WISZĄCA MAŁPA, JULIUSZ MACHULSKI
Przeczytałam, a właściwie przesłuchałam (głos Maćka Stuhra) ostatnio komedię kryminalną pt. „Wisząca małpa”, której autorem jest reżyser i scenarzysta Juliusz Machulski
Na wstępie pozwolę sobie przytoczyć opis wydawcy w celu
krótkiego nakreślenia początku całej historii, a więc;
„Jeremi Felicki właśnie zaczął pracę jako kierowca w II
Departamencie MSW. W niedzielę 13 sierpnia 1961 roku zawozi
ministerialną delegację do siedliska Gadastruga na Kaszubach. Tam pułkownik
Henke i major Poletyło mają wręczyć Order Budowniczych PRL towarzyszowi
Karolowi Podkalickiemu, który właśnie kończy 50 lat. Gospodarza nie można
jednak nigdzie znaleźć. Wkrótce obsługa siedliska odkrywa jego zwłoki
w schronie przeciwatomowym, a obok… powieszoną małpę. Zagadkę
morderstwa mogą wyjaśnić taśmy z podsłuchu…”
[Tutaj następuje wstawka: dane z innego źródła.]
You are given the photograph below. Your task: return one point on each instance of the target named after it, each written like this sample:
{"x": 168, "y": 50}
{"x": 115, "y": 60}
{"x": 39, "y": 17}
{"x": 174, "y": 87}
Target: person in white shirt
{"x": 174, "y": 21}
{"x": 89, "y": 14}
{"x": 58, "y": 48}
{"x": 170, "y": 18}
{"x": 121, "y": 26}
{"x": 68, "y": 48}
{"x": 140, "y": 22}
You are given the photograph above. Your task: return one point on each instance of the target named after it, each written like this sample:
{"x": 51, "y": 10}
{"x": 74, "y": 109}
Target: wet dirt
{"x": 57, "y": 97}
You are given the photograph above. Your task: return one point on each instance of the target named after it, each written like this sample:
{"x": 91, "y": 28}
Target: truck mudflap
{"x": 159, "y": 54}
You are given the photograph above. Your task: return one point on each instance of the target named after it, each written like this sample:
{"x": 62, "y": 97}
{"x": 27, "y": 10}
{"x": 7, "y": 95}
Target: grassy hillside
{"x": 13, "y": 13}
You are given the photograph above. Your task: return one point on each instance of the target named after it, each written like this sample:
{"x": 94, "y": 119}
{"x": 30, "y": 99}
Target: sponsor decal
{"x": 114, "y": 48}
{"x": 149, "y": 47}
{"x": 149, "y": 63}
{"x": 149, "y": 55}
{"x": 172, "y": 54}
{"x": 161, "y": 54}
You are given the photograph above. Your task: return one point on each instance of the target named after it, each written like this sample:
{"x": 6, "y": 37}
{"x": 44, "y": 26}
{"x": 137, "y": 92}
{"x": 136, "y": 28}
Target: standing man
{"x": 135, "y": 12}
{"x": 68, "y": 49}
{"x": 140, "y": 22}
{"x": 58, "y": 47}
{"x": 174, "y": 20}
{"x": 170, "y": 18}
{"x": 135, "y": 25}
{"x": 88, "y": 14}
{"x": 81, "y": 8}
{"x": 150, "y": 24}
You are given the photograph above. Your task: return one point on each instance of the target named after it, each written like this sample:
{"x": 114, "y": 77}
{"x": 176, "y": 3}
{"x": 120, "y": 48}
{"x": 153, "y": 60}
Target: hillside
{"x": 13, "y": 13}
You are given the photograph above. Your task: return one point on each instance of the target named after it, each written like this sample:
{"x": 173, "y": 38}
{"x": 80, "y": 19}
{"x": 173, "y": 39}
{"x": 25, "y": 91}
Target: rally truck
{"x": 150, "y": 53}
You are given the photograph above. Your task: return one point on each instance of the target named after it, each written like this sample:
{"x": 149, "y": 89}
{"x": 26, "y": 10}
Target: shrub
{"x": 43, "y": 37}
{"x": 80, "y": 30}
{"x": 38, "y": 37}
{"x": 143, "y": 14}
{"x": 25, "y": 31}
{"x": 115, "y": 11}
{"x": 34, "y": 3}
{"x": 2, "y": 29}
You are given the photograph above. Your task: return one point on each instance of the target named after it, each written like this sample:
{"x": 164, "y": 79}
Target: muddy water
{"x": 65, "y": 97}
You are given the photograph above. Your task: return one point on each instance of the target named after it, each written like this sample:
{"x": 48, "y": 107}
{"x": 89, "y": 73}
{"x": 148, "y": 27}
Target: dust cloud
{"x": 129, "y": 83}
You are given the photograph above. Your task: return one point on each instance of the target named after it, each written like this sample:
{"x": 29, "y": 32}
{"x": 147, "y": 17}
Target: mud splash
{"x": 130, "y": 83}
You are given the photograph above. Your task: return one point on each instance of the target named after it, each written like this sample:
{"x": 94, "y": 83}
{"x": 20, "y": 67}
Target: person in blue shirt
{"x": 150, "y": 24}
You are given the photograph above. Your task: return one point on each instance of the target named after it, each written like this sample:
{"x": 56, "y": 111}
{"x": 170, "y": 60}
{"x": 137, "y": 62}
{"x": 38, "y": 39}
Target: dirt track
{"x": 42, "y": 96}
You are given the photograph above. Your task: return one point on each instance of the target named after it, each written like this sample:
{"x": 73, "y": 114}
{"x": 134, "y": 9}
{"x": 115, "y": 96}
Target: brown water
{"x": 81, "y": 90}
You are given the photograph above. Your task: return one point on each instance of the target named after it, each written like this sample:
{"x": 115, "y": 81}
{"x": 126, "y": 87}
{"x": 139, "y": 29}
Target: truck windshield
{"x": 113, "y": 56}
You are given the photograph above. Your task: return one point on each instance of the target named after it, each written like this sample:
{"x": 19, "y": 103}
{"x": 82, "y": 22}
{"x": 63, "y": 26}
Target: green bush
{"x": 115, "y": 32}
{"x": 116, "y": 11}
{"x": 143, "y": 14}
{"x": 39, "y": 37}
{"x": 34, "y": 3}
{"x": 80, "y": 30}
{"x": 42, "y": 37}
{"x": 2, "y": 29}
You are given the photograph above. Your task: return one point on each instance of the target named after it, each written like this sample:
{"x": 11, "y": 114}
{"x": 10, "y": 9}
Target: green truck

Ponieważ II Departament to kontrwywiad w PRL-u, to zanosi się
nie tylko na kryminał ale i historię szpiegowską. A z uwagi na to, że jest to
czas zimnej wojny napięcie między wschodem i zachodem powinno być mocno
wyczuwalne. No właśnie powinno, ale nie jest ponieważ Machulski owe relacje głównie
w odniesieniu do „ sąsiadów ze wschodu” pokazuje w sposób typowy dla siebie,
czyli satyryczny.
Tak więc słuchając komicznych zeznań świadków pojawiają się
pełne śmieszności, znakomicie zobrazowane postaci zarówno wysoko postawionych
dygnitarzy partyjnych jak i działających w PRL-u służb. Zaś wymiany zdań między
Henke i Poletyłom, między majorem i Felickim oraz między innymi bohaterami
powodowały, że uśmiech nie schodził mi z twarzy, z resztą podobnie jak podczas
zdawania raportu ministrowi przez pułkownika. A już to, co nagrane jest na
taśmach z podsłuchu niekiedy jest tak kuriozalne, że nie sposób się nie śmiać. Otóż
jeden z bohaterów tych nagrań twierdzi, że to dzięki niemu Gagarin poleciał w
kosmos, inny uważa, że to przez niego wybuchło powstanie warszawskie trzeci zaś,
że to on przyczynił się do wybudowania muru berlińskiego, natomiast czwarty, to
nie kto inny jak autor piosenki „Dziewczyna z Ipanemy” (The Girl of Ipanema).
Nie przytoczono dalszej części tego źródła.